Paste one of these in “Sketches” & one in “Tom
Sawyer” & send them to
Miss Kirkham
Hamilton
Bermuda.1
S. L. C.
[letter docketed on the back:] Samuel Clemens | June 4th 77
Explanatory Notes
Emily (Emmie) Kirkham (b. 1853?) was the daughter of Clemens’s and
Twichell’s Bermuda landlady (29 May 1877 to Howells, n. 1). On 8 August she
acknowledged receiving a letter (unrecovered) that Clemens sent from Elmira, as
well as copies of Sketches, New and Old and The Adventures of Tom Sawyer, presumably
with the enclosed but unrecovered inscriptions. She wrote, in part (CU-MARK): I received your very welcome letter by last mail, and I do myself the pleasure
of sending you a few lines by return of same. What a nice time you must be
having, on the top of that big hill, I wish I could enjoy some of the nice pure air
you have, it is awfully warm down here now, and this climate makes one feel very
lazy. I am pleased you enjoyed your excursion to Bermuda so much, is it correct
that you had visited Bermuda before Your nice books I have read with much
pleasure, I am quite the envy of some of the Bermudians in having them, I prize
them highly She concluded, “I hope you will visit our little Island, again some day.
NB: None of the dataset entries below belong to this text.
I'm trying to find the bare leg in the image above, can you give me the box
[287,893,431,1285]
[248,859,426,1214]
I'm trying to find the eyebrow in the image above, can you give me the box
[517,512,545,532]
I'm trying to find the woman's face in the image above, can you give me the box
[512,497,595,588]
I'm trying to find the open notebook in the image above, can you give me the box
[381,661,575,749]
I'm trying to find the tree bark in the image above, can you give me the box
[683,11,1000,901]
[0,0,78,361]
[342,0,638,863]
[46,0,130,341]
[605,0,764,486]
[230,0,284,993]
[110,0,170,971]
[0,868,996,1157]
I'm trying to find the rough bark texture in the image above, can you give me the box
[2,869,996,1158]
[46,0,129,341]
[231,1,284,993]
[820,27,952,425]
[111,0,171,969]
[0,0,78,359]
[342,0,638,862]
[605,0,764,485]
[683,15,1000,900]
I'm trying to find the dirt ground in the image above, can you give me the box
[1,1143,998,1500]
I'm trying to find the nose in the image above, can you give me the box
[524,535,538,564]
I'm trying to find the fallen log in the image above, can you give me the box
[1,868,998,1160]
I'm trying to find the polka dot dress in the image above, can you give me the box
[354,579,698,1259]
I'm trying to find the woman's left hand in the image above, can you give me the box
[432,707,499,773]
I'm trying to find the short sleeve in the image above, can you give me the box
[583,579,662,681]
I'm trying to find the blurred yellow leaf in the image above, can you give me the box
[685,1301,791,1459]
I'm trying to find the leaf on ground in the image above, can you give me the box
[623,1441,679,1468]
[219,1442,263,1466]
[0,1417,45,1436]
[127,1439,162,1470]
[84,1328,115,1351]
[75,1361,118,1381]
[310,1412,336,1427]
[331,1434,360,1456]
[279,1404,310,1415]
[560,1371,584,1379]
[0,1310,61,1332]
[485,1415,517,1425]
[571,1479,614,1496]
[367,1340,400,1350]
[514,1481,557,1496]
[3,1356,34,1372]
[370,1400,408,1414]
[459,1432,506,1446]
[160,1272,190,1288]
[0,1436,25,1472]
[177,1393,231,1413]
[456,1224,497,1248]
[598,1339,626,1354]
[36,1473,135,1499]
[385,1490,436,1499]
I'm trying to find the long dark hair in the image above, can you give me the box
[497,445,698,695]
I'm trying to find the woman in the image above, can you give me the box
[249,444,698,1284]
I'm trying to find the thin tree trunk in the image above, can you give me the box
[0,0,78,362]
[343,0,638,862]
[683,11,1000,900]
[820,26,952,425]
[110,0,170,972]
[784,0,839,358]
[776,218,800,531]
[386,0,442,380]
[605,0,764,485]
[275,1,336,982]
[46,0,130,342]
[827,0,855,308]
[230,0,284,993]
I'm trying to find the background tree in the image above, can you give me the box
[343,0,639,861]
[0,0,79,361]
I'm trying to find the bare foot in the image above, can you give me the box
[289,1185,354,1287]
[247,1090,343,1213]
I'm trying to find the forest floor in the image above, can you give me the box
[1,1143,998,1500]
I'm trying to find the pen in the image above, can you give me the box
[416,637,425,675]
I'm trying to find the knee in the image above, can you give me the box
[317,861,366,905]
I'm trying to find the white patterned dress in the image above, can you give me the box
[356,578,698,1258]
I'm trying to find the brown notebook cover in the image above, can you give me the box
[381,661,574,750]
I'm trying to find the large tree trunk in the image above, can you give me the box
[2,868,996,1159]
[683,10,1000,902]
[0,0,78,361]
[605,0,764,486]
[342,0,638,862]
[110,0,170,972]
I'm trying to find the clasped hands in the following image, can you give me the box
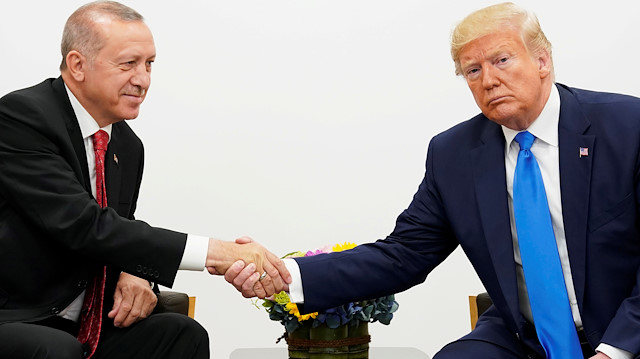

I suppose you will not go to Europe, before the Spring of next year, I wish you were coming to
Bermuda instead.” Thirty years later, when Emily was managing the boarding house (her mother having
died in 1894), Clemens and Twichell again stayed there (Hoffmann 2006, 73–74;
AutoMT2, 359–60, 611).
Source text(s):
Provenance:
Purchased on 12 December 2011 from Marion N. Fay, who acquired it from one of Conway’s granddaughters.